Pour faire face à des problèmes imprévus, l’homme doit épargner une partie de son revenu. C’est dans cette optique qu’on vous propose l’assurance-vie. L’assurance-vie est un moyen par lequel toute personne faire un recours en cas d’un problème après avoir épargné une partie de son revenu auprès d’un assureur. Pour y avoir d’éclaircissement consulté cet article.

Qu’est-ce qu’une assurance-vie ?

L’assurance-vie est un moyen par lequel une personne épargne une partie de son revenu dans le but de satisfaire un événement lié au décès ou survie.
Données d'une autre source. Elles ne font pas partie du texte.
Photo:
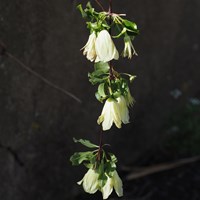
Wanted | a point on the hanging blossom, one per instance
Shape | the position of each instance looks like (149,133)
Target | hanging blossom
(112,182)
(90,181)
(114,110)
(89,48)
(100,48)
(129,49)
(91,184)
(105,47)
Autrement dit, l’assurance-vie est un contrat dans lequel la banque ou l’assureur s’engage pour verser un capital à une personne déterminée (successeur) en cas de décès du souscripteur. Vous trouverez dans cet article d’un blog sur les assurances, plus de détails. De plus, l’assurance-vie ne verse pas un capital seulement en cas de décès du souscripteur comme certaines personnes pensent. Elle intervient aussi dans le but d’améliorer la qualité de vie du souscripteur une fois que ce dernier prend sa retraite. En effet, il existe deux types de contrat dans une assurance-vie : contrat d’assurance en cas de vie et contrat d’assurance en cas de décès. Concernant l’assurance en cas de vie, l’assuré reçoit du capital à l’échéance du contrat s’il vit toujours. Quant aux assurances en cas de décès, le problème se présente si le souscripteur décède avant le terme du contrat.

La fiscalité de l’assurance-vie

Selon les contrats, les règles applicables à l’assurance-vie peuvent varier. En matière successorale et fiscale, il y a des règles communes qui demeurent. Vous devez comprendre qu’un prélèvement social de 17,2 % serait déduit de votre revenu net procuré par votre assurance-vie. Lors d’une succession, votre capital peut être pris en compte. Il faut noter que pour les nouveaux versements, l’assurance-vie est soumise au prélèvement de 12,8 % à compter de 2018.

Utilité de l’assurance-vie pour la succession

L’assurance-vie est un moyen excellent qui vous permettra de diminuer les droits de succession grâce à sa fiscalité. Si l’assuré décède, mais bénéficie du contrat, les sommes perçues doivent être transférées au successeur par les droits de succession. L’assurance-vie vous donnera l’opportunité de choisir librement votre successeur ou votre bénéficiaire. Pour cela, une fois que l’assuré meurt, une partie de son capital ou la totalité sera versé au successeur.